Con el ojo bien puesto
Celador, celacho, celoso o, simplemente, cela, son los nombres con los que
se llama a esos hombres que a diario exponen su integridad para defender el
patrimonio y la vida de otros.
Parados en una esquina, con la mirada puesta en algo que nadie parece estar
viendo, o sentados tras una recepción que parece blindarlos de cualquier mirada
escrutadora, permanecen estos hombres (sí, porque las mujeres son una inmensa
minoría).
Sus turnos van desde las ocho horas continuas convencionales, hasta
extenuantes jornadas de 12 horas, con ocho de descanso y regreso a la faena.
Pero siempre están allí, como presencias que nunca terminan de prolongar su
sombra sobre los duros pavimentos de las calles o las finas baldosas de la
entrada al edificio.
En la calle
Visten de azul los de la calle, con trajes que parecen haber conocido
mejores días y peores tratos. Su traje tiene la apariencia de haber sido usado
toda la vida, pegado a su cuerpo y con un color azul que nunca es intenso, es
un azul desteñido a golpe de sol, de trasegares inclementes por calles que
brillan bajo la luz de una bola de fuego que a veces quisiera aplastarlos. O,
quizá, un azul que se derrite ante los rayos de una luna solitaria que ilumina un
aire sereno –también les dicen así, serenos- que se cuela entre los pliegues
del azul para evaporarlo con el frío que desdibuja el tono original.
Desde la distancia es fácil reconocerlos, de hecho se convierten en una
figura anhelada en ciertos lugares o en solitarias horas nocturnas. Están allí,
y ante la ausencia de policías, se convierten en la única salvaguarda de
caminantes o residentes. En esos momentos ellos son la ley, son el muelle donde
el ciudadano ancla sus esperanzas de no ser asaltado.
Pero también son desconfiados, herencia de su
anterior labor como campesinos. Amables con el extraño que saluda, pero con
aire distante, como si esperaran lo peor en cualquier momento.

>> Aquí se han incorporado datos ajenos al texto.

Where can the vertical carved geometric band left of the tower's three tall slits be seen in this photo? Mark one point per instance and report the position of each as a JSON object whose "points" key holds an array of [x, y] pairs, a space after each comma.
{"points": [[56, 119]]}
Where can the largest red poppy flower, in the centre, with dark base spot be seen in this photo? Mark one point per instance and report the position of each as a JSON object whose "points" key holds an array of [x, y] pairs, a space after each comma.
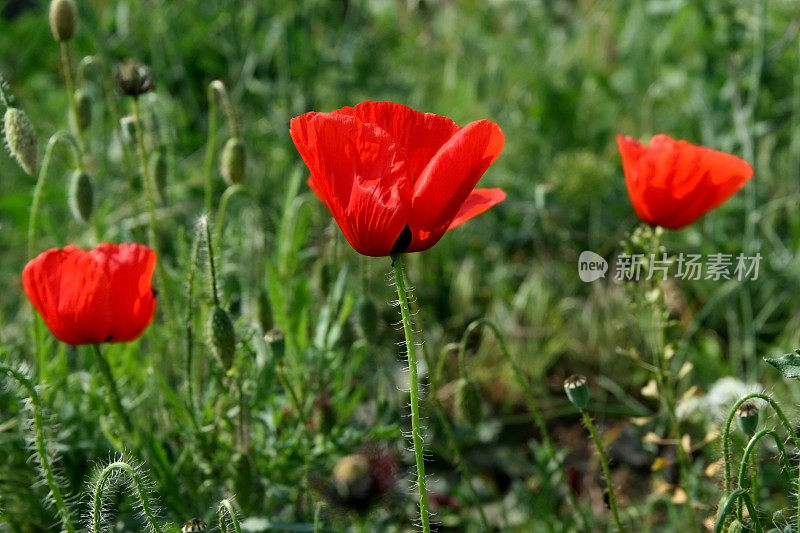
{"points": [[396, 179]]}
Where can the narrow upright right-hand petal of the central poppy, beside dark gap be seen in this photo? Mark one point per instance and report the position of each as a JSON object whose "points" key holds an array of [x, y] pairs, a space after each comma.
{"points": [[449, 179]]}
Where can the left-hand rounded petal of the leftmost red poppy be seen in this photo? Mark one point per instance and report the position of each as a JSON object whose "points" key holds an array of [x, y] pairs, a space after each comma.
{"points": [[70, 291]]}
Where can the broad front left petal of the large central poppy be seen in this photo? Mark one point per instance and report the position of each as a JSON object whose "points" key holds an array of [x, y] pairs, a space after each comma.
{"points": [[360, 174]]}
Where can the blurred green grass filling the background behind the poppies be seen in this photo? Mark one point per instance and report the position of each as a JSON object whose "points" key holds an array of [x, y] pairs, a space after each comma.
{"points": [[562, 79]]}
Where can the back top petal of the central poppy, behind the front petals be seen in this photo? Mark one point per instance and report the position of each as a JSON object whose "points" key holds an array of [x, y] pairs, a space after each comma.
{"points": [[420, 135]]}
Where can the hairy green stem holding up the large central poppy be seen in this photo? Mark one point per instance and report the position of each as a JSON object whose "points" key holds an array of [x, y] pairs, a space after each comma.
{"points": [[411, 351]]}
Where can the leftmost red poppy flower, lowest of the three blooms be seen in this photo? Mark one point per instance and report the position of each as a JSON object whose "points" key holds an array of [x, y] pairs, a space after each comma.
{"points": [[93, 296]]}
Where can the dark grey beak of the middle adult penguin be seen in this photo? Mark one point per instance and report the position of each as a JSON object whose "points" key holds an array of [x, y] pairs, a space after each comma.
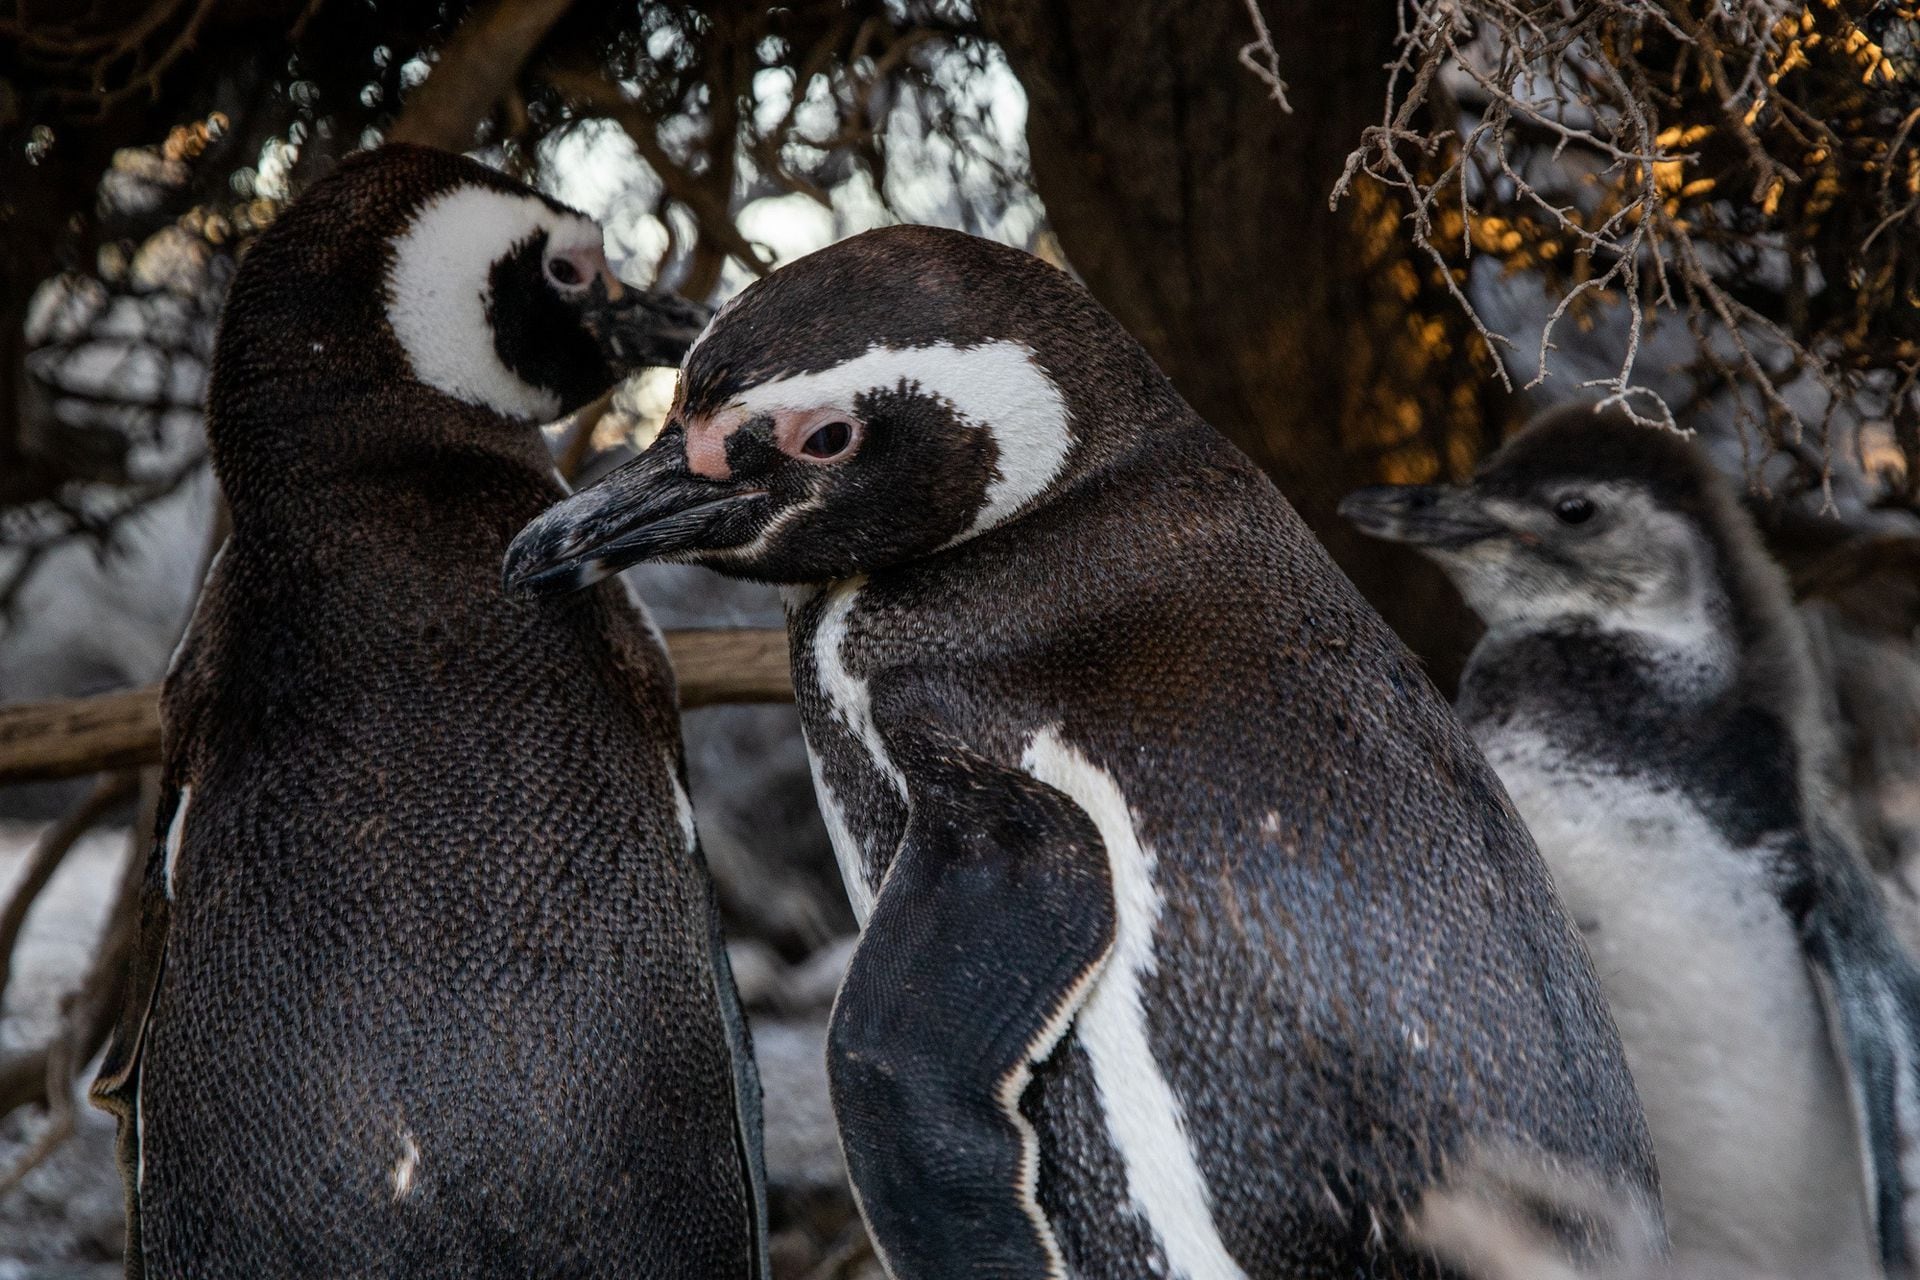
{"points": [[652, 510]]}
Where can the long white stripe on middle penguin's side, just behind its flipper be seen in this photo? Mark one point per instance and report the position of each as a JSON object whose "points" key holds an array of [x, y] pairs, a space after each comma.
{"points": [[1143, 1116]]}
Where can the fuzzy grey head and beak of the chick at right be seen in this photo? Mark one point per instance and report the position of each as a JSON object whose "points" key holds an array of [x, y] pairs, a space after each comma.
{"points": [[1583, 519]]}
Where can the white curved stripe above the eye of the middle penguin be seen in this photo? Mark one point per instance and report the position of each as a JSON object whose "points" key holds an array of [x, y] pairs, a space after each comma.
{"points": [[996, 387]]}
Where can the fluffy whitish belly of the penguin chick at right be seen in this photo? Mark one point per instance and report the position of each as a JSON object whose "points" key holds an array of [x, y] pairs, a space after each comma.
{"points": [[1716, 1005]]}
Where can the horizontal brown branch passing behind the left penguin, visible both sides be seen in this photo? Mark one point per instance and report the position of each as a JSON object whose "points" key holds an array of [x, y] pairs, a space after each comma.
{"points": [[72, 738]]}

Siempre alertas,
si notan a alguien que viene hacia ellos, giran la cabeza con disimulo o, con
agilidad, cambian de acera para evitar la cercanía. No es descortesía, es
seguridad. Mejor, falta de seguridad, pero pública, no de ellos.
Don Jesús, “Chucho” para los del barrio, es quien
deambula por estas calles vestido de azul, apenas contando con su fuerza,
astucia y un negro mazo de madera –el bastón de mando- que es casi un objeto
simbólico ante las sofisticadas armas de las que hacen gala los ladrones –desde
el más calanchín hasta los capos-.
Siga usted
Buenos días, cómo está…, con mucho gusto, son algunos de los términos
empleados por los vigilantes de edificios y locales comerciales. Casi siempre
sentados, pendientes de monitores que difunden imágenes de múltiples cámaras, o
atendiendo el citófono. Ser atentos pareciera uno de sus requisitos básicos.
La tarea, en apariencia fácil, se complica por el tráfico de personas de
toda índole que de manera sucesiva ven en él a múltiples personas: el amigo
solidario, el lagarto, el chismoso, el enemigo que los avienta con la
administración, el desocupado, el todero… en fin, cada quien ve lo que le
gustaría ver.
Su jornada transcurre entre estar atento a los requerimientos de los
visitantes, algunos de ellos descabellados, como aquel del vendedor de la
esquina que le pide el favor de guardar su carro de dulces en un rincón del
parqueadero o el familiar descarado de uno de los residentes, solicitando le
haga el favor de dejarlo parquear su carro por un “ratico no más”. Tampoco
falta la vecina que lo llama insistente para que suba a abrirle una puerta trabada
o a ayudarla con un pesado mueble.
Todas estas peticiones, por fuera de su función normal, lo ponen en
aprietos, pues aunque el corazón le dicte el sí, las reglas le imponen el no
como respuesta. Y acá empieza la cosecha de enemigos gratuitos que no entienden
las dificultades de esta labor.
Él es Jorge, el esposo y padre que sueña con un futuro mejor para su
familia, con poder algún día habitar uno de esos apartamentos y salirse para
siempre de la vivienda miserable ubicada en una perdida calle de un barrio
periférico, perdido entre el campo y las primeras manzanas de la ciudad ajena.
El celador, un ser anónimo al que todos reconocen, pero al que pocos ven
mientras corren con sus compromisos diarios.